In 1808 verschenen in Amsterdam pamfletten met de tekst: ‘het achtste wereldwonder gaat naar den donder, het worde de woning van onzen lamme koning’. Een protest tegen koning Lodewijk Napoleon, die het Amsterdamse stadsbestuur had gedwongen hem het Stadhuis op de Dam af te staan om het als paleis te kunnen inrichten. Dat wekte in alle kringen van de Amsterdamse bevolking hevige ontstemming. De hoge ambtenaar Elias Canneman stelde later na het vertrek van de koning voor om ‘de razende inval van den dwazen Lodewijk’ ongedaan te maken, overigens tevergeefs.

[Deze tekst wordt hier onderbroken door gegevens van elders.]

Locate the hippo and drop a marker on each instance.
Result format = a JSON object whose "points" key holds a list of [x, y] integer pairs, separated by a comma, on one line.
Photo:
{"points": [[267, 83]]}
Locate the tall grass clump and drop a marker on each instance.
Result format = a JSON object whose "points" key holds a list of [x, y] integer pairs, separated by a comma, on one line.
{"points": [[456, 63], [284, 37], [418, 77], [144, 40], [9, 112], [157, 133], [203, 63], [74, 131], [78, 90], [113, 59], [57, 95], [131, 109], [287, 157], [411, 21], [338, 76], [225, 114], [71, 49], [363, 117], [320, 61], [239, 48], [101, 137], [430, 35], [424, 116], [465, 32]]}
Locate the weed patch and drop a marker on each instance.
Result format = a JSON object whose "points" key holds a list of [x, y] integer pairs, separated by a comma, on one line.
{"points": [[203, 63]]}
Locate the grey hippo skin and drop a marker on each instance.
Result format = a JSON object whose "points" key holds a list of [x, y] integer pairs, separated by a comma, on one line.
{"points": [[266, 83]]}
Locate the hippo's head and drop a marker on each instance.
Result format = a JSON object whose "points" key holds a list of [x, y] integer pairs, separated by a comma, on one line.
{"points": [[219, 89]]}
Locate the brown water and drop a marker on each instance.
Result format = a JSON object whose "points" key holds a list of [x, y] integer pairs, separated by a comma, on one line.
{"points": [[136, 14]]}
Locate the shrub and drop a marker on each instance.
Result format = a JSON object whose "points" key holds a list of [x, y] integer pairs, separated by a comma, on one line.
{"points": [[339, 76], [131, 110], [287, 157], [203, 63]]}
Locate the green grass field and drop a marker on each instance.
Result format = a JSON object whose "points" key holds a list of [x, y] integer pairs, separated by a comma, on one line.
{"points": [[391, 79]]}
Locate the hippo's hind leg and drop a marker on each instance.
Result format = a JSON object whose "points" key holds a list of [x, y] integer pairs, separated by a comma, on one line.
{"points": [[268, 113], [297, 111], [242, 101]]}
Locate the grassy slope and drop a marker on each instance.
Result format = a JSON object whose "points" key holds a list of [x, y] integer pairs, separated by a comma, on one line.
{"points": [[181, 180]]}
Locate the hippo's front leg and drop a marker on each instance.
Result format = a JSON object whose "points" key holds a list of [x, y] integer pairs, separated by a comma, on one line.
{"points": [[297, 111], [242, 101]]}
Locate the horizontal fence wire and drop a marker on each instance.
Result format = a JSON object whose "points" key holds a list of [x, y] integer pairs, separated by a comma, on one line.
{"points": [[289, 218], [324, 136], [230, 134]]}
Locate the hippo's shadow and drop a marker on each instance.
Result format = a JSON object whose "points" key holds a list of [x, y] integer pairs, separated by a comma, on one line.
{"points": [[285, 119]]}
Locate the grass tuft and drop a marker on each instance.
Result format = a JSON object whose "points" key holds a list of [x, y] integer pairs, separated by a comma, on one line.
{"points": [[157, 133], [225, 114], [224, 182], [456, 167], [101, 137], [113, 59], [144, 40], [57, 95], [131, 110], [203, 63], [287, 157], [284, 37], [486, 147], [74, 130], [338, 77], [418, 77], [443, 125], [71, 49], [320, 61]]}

Deze citaten doken weer op, toen kort geleden het voorstel van enkele Amsterdamse raadsleden om bij de aftrap van het jubeljaar 2025 aan het Paleis op de Dam nieuwe publieke, ceremoniële en culturele functies toe te voegen weer in discussie kwam.
Niet alleen in Amsterdam, maar ook elders in het land overheerste een algemene wrevel over de koning vanwege zijn veelvuldige afwezigheid door reizen naar het buitenland, maar vooral over de pracht en praal van zijn paleizen en zijn vele verhuizingen. Daar kwam bij dat de Fransman ons als monarch was opgedrongen. Na de Bataafse revolutie was de Franse invloed geleidelijk toegenomen, zeker nadat Napoleon in 1804 keizer was geworden. Na een stroef lopende onderhandeling van enkele maanden tussen de Franse keizer en raadpensionaris Rutger Jan Schimmelpenninck had Napoleon op 5 juni 1806 een einde aan de Bataafse Republiek gemaakt door zijn broer Louis tot koning te verheffen. In ons land, met zijn republikeinse traditie, bestond aanvankelijk grote scepsis over de monarchie en de persoon van Lodewijk Napoleon.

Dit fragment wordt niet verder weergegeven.